5. Les attaques contre les centrales nucléaires ou autres installations nucléaires pacifiques doivent être rejetées. Toutes les parties doivent respecter le droit international, y compris la Convention sur la sûreté nucléaire, et prévenir de manière décisive les accidents nucléaires d'origine humaine.

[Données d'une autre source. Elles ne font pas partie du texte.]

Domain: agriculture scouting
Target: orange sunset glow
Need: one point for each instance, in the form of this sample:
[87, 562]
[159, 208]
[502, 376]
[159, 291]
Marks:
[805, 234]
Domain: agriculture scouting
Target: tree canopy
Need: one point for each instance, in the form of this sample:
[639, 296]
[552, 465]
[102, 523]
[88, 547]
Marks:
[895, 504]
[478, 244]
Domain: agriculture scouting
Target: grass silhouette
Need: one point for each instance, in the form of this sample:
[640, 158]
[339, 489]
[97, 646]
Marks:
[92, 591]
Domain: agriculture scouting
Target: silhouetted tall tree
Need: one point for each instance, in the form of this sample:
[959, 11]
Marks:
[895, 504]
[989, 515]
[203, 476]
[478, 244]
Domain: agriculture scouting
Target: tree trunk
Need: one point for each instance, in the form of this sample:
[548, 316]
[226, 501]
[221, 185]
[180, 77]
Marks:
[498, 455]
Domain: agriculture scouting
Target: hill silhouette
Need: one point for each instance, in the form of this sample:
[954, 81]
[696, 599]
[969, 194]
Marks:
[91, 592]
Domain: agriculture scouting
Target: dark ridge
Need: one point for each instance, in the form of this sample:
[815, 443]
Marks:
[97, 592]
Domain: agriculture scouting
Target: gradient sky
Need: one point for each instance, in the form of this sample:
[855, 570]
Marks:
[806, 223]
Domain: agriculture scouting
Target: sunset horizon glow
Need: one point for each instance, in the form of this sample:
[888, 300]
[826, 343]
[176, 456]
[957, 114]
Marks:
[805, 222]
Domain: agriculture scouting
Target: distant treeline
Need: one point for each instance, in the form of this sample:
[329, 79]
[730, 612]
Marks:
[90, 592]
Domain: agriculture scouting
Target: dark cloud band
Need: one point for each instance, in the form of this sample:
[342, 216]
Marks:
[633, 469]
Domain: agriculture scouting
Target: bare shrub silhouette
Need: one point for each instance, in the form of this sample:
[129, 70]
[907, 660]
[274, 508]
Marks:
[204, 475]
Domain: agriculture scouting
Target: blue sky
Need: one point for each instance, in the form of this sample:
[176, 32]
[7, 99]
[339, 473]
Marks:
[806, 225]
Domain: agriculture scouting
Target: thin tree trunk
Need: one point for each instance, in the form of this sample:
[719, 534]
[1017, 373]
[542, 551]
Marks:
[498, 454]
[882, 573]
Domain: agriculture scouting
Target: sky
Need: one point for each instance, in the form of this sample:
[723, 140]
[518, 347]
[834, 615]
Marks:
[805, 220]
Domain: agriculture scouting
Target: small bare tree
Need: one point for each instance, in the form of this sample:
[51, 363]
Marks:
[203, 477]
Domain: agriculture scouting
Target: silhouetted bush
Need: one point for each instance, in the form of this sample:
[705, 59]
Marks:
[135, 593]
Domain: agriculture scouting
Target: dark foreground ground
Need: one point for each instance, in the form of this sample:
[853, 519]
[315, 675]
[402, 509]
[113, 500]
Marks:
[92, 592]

6. Il convient d'éviter la division du monde en groupes politiques ou économiques isolés. Les deux parties appellent à de nouveaux efforts pour renforcer la coopération internationale dans les domaines de l'énergie, de la monnaie, des finances, du commerce, de la sécurité alimentaire et de la sécurité des infrastructures critiques, notamment les oléoducs et les gazoducs, les câbles optiques sous-marins, les installations électriques et électriques, ainsi que les réseaux de fibres optiques. afin de protéger la stabilité des chaînes industrielles et d’approvisionnement mondiales.

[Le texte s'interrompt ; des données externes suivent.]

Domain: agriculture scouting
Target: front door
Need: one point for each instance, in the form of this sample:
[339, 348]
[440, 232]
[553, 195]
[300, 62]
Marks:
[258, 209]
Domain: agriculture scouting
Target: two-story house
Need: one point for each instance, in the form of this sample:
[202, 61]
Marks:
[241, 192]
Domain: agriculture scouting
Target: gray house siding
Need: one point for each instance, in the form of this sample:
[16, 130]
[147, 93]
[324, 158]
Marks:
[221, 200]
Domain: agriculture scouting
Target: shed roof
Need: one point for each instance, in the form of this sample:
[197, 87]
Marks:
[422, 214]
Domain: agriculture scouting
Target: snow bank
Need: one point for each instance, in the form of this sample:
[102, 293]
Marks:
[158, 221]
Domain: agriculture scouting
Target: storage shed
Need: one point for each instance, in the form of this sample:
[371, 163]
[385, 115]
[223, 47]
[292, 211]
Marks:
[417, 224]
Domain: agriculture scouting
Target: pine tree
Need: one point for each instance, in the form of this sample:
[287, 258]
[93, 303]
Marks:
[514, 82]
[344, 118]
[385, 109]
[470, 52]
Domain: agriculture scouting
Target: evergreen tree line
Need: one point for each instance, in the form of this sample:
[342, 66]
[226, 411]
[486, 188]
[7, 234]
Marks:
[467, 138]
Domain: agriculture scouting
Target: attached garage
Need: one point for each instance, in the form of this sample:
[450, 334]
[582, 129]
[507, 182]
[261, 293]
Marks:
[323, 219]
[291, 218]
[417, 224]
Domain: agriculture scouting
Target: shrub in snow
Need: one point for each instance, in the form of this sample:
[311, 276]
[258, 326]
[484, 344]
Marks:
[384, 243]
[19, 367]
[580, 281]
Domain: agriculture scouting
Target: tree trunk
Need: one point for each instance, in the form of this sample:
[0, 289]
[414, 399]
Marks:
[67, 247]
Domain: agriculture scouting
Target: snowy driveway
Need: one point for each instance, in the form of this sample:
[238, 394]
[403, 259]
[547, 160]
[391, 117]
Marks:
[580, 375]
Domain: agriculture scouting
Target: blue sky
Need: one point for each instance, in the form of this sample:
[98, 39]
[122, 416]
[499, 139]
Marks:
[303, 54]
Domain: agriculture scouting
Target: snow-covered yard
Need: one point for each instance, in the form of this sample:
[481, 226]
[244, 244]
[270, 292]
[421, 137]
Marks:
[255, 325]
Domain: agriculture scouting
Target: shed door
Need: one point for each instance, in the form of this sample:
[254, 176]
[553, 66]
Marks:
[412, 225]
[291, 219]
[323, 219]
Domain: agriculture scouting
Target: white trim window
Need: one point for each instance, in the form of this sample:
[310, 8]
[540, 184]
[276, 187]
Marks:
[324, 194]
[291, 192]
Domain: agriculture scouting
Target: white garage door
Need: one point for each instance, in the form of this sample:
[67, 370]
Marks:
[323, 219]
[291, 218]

La Chine et le Brésil ne participeront pas à la conférence européenne, estimant que la participation russe est essentielle aux négociations de paix. Comme on le voit, les Chinois et les Brésiliens soutiennent la convocation d’une réunion internationale reconnue par la Russie et l’Ukraine, à laquelle toutes les parties pourraient participer sur un pied d’égalité et discuter de toutes les solutions de paix. Cette attitude a été critiquée par le gouvernement de Volodymyr Zelensky, qui a accusé la Chine et le Brésil d'être du côté de l'agresseur.

Volodymyr Zelensky n'a que la capacité de photographier le conflit, qui a commencé pour lui en 2022. Il ne voit pas, ou ne veut pas voir, que le film que certains appellent la Nouvelle Guerre froide est plus complexe et plus durable, montre Western l’impérialisme et révèle une possible transition de l’ordre mondial.

* Caio Bugiato est professeur de sciences politiques et de relations internationales à l'UFRRJ et dans le programme de troisième cycle en relations internationales à l'UFABC.